# Pathology questions....



## teri2280 (Feb 7, 2012)

This is somewhat of a vent session, but it's also a "looking for someone to calm me down". 

It's been almost 2 weeks since my TT. I was told by my surgeon that we'd have the pathology report back within a week. I did not have a biopsy done pre-op, as my local endo didn't like the size, and my surgeon felt very confident that it was cancer, so they did the surgery before the testing.

I had my post-op visit with my local endo today. It went great, other than the fact that he said that it could be up to a month before I get the path results. Really?? That seems like a load of bull to me.
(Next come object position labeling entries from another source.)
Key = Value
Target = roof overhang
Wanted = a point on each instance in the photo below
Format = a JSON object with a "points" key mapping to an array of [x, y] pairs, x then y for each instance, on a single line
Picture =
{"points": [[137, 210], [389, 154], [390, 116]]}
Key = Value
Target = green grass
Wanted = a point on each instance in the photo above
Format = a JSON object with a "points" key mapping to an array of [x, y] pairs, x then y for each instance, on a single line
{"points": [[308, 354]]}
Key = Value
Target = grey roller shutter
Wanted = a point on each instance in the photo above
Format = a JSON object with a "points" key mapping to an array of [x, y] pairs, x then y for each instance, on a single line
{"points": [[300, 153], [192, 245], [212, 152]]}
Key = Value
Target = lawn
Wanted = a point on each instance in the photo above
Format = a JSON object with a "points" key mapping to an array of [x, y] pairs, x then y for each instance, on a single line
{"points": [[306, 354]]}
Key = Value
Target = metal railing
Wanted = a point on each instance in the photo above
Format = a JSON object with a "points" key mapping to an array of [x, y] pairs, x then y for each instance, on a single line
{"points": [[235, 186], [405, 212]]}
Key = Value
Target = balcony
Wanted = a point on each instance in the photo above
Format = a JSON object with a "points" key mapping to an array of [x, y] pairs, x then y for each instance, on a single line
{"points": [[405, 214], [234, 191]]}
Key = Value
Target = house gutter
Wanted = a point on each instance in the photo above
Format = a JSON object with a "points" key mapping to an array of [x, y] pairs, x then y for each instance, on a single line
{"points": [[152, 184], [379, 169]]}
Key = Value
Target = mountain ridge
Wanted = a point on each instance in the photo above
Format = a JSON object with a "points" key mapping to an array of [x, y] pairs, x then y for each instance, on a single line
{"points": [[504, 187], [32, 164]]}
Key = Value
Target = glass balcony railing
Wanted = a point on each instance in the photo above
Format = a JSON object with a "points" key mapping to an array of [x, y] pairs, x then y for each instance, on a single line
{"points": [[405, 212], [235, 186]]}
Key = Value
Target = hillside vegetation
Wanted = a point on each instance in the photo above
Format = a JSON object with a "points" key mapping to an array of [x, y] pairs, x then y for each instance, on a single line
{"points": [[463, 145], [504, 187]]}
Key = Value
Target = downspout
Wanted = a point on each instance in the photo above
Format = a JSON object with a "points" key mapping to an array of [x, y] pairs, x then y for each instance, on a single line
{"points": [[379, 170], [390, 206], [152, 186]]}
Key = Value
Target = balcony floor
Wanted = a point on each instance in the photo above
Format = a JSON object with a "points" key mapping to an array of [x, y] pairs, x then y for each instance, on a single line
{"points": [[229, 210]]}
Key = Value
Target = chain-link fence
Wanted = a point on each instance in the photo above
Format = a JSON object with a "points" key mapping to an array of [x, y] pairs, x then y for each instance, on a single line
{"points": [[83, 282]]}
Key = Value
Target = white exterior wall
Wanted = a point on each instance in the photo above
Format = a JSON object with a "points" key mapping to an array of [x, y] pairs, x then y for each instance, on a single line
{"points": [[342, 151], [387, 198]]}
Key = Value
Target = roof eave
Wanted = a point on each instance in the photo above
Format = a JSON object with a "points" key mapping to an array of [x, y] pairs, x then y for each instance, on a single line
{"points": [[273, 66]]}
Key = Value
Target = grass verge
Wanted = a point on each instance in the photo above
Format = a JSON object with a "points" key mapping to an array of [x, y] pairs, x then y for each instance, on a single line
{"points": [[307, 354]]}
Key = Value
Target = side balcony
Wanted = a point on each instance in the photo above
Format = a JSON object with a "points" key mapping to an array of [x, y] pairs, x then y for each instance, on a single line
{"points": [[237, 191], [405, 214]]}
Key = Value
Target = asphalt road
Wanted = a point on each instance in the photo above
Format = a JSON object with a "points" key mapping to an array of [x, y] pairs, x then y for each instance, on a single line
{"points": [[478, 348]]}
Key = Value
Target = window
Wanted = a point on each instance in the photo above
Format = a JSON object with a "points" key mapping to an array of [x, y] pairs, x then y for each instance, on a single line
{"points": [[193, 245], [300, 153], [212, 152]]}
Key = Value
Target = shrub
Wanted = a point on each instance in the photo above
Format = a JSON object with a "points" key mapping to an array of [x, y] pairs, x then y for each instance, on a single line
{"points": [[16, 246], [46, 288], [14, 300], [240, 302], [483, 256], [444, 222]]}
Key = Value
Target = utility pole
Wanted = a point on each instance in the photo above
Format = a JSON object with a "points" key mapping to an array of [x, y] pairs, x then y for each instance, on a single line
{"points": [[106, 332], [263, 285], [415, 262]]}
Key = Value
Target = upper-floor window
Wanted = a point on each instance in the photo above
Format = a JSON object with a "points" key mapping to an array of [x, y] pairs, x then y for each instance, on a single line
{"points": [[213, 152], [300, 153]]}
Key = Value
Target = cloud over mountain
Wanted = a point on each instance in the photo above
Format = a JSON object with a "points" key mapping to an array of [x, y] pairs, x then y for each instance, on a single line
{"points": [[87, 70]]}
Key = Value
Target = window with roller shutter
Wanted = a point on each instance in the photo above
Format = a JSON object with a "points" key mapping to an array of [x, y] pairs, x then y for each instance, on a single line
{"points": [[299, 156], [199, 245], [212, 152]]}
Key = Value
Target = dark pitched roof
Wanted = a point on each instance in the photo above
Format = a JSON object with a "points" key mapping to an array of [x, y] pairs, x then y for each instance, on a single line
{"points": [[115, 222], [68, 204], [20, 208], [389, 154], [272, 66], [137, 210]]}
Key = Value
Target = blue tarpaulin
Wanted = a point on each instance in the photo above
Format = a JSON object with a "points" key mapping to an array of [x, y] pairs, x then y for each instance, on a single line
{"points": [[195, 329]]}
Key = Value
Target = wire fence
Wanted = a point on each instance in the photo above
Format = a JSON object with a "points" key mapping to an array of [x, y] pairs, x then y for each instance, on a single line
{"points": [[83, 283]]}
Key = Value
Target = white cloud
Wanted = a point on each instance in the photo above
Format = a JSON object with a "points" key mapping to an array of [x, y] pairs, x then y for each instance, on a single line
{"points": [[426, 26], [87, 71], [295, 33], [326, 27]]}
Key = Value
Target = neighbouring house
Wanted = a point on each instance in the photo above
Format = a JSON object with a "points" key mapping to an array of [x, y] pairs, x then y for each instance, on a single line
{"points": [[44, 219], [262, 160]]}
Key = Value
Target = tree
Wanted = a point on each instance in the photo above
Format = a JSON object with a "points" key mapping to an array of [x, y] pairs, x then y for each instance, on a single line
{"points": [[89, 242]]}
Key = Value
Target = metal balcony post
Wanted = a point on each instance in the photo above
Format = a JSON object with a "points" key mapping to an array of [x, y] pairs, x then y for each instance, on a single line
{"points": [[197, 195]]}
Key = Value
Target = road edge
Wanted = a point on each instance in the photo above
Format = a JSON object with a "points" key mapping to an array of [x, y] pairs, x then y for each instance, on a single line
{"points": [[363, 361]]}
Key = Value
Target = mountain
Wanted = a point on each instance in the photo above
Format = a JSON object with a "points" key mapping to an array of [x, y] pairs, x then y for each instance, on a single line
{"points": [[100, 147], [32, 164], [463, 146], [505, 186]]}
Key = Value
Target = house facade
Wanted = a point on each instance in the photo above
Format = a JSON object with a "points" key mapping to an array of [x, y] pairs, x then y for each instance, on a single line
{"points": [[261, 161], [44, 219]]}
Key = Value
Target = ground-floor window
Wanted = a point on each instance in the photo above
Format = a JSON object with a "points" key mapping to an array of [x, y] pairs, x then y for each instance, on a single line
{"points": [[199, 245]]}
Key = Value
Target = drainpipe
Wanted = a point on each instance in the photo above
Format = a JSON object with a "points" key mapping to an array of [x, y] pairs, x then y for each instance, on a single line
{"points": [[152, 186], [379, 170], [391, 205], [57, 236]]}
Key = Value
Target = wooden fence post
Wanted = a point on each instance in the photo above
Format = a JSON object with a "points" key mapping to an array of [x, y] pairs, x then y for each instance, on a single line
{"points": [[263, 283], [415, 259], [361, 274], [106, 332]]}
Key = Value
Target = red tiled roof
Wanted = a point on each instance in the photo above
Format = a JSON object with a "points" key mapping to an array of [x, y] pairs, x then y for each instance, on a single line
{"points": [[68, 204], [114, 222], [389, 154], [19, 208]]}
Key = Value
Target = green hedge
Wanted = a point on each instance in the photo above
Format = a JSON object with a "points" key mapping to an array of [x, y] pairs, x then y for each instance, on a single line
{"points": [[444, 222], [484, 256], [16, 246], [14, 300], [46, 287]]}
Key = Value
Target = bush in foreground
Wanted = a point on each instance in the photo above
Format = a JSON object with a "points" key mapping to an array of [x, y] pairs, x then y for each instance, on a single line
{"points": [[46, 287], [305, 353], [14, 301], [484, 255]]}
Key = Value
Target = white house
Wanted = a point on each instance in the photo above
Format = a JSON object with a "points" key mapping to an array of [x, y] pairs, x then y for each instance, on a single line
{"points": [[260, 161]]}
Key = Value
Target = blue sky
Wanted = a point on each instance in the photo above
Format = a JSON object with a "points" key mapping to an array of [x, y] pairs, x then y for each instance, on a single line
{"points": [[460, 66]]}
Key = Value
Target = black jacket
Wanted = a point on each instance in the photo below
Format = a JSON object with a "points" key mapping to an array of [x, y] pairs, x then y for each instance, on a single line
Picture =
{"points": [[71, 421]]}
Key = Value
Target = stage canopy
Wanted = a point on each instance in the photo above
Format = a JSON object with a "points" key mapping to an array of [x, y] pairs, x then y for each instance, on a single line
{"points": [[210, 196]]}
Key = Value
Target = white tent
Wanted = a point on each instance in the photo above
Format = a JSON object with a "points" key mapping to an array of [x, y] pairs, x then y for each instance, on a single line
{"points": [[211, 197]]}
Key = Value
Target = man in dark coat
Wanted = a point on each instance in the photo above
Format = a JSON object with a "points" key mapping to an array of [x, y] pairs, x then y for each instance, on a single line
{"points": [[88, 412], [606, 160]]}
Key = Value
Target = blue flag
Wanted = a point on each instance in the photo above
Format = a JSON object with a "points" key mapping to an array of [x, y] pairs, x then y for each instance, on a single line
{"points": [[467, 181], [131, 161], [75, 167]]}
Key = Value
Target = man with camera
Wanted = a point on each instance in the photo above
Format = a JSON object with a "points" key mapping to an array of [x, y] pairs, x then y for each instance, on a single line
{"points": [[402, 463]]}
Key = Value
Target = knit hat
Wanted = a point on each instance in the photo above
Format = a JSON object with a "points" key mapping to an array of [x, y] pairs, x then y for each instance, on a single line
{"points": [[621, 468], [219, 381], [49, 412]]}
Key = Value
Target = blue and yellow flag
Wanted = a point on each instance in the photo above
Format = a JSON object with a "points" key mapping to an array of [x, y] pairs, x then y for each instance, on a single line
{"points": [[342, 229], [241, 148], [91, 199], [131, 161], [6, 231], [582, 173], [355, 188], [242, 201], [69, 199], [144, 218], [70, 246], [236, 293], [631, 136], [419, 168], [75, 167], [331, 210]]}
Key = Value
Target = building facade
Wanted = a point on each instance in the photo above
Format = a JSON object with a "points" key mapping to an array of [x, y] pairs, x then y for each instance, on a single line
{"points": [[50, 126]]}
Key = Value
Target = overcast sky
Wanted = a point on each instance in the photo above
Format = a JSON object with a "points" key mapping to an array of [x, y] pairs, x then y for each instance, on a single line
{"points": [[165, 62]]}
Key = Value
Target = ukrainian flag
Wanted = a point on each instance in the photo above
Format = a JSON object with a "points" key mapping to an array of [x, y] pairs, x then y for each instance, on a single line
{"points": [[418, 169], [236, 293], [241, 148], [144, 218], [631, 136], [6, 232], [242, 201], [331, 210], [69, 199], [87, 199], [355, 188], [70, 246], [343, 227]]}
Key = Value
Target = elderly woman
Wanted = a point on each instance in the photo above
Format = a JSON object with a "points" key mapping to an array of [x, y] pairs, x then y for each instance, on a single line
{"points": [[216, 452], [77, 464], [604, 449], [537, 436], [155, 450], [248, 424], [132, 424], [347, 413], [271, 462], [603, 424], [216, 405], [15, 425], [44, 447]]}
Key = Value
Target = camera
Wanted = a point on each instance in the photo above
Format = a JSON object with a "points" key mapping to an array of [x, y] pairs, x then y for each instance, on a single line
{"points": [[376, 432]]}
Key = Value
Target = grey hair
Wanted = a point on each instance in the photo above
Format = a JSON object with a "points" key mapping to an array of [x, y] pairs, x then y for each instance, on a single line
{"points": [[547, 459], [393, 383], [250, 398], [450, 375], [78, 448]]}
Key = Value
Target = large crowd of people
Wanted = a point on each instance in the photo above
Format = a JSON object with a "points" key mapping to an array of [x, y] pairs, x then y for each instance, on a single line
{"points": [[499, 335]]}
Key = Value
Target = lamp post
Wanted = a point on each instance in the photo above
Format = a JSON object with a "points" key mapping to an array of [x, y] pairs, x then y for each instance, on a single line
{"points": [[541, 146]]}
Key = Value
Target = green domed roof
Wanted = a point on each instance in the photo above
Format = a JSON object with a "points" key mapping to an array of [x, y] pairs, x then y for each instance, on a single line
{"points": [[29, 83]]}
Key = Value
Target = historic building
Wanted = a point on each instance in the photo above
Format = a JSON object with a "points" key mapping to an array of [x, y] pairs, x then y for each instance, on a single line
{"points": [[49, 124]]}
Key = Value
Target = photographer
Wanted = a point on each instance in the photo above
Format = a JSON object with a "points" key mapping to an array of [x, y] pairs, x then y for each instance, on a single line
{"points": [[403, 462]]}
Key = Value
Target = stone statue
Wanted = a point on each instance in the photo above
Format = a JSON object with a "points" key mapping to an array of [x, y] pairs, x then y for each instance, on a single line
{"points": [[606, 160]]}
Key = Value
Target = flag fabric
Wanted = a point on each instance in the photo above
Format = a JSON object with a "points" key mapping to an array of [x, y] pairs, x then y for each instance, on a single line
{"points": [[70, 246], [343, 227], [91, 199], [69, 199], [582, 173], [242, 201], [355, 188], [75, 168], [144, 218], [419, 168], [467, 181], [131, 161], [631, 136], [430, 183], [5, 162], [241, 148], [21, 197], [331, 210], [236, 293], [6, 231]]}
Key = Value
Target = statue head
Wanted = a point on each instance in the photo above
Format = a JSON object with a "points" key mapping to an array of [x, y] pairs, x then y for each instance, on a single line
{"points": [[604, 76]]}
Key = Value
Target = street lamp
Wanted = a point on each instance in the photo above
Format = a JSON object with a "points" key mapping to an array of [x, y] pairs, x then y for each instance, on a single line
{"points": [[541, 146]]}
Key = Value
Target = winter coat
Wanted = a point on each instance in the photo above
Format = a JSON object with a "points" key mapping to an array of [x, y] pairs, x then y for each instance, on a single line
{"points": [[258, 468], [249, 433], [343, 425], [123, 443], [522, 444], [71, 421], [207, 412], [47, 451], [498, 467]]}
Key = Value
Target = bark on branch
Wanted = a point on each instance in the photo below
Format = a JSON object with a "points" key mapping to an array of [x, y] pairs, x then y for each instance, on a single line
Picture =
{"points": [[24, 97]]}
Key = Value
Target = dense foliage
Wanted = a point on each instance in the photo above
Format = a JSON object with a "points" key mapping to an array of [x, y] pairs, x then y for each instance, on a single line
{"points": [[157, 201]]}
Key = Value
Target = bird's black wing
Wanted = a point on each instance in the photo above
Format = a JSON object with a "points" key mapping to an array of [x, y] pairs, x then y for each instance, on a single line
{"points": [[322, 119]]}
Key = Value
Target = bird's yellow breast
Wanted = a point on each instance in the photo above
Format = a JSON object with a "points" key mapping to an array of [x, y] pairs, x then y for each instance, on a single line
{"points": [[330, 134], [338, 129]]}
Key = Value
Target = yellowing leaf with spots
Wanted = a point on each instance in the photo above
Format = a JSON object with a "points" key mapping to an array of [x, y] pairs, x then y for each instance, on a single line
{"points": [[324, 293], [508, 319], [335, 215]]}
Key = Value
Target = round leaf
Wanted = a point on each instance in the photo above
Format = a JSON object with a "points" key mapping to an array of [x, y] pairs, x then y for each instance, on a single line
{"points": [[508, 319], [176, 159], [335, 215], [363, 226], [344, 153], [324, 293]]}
My local endo also said that the pathologists are kind of like a jury. If there's 12 of them, and 7 say yes it is cancer, but 5 say no it's not, they kind of debate it out and try to get it to 9 yeses and 3 nos. Is this accurate? I mean, don't get me wrong, I understand that pathologists have a pretty big job to do, but the way it sounds to me is that my body (cancer or not) is just a vote. My local endo is waiting on the path report before he orders the RAI (or not). If it was cancer, he's going to order the RAI, if it wasn't, he won't. The thing that's worrying me, is if it comes back to NOT be cancer, was that a "swayed vote" where I should have the RAI anyways?

Whatever this is, cancer or not, it's moving fast. When I had my first consult with the surgeon (3 weeks before surgery), she did an ultrasound (read it herself, no third party in between) and there was absolutely nothing in my lymph nodes. She checked for me, kind of at my request, because I asked her, "Well, how do we know it hasn't already spread?" and her answer was to do the ultrasound. Needless to say, when I had the surgery, she had to take my lymph nodes. Granted, not all of them had it in there, but she explained it like a pearl necklace - if you have one bad pearl, it's a pain in the butt to replace just that one pearl, so you chuck the whole thing. Unfortunately, I do NOT know how many had it vs. how many didn't.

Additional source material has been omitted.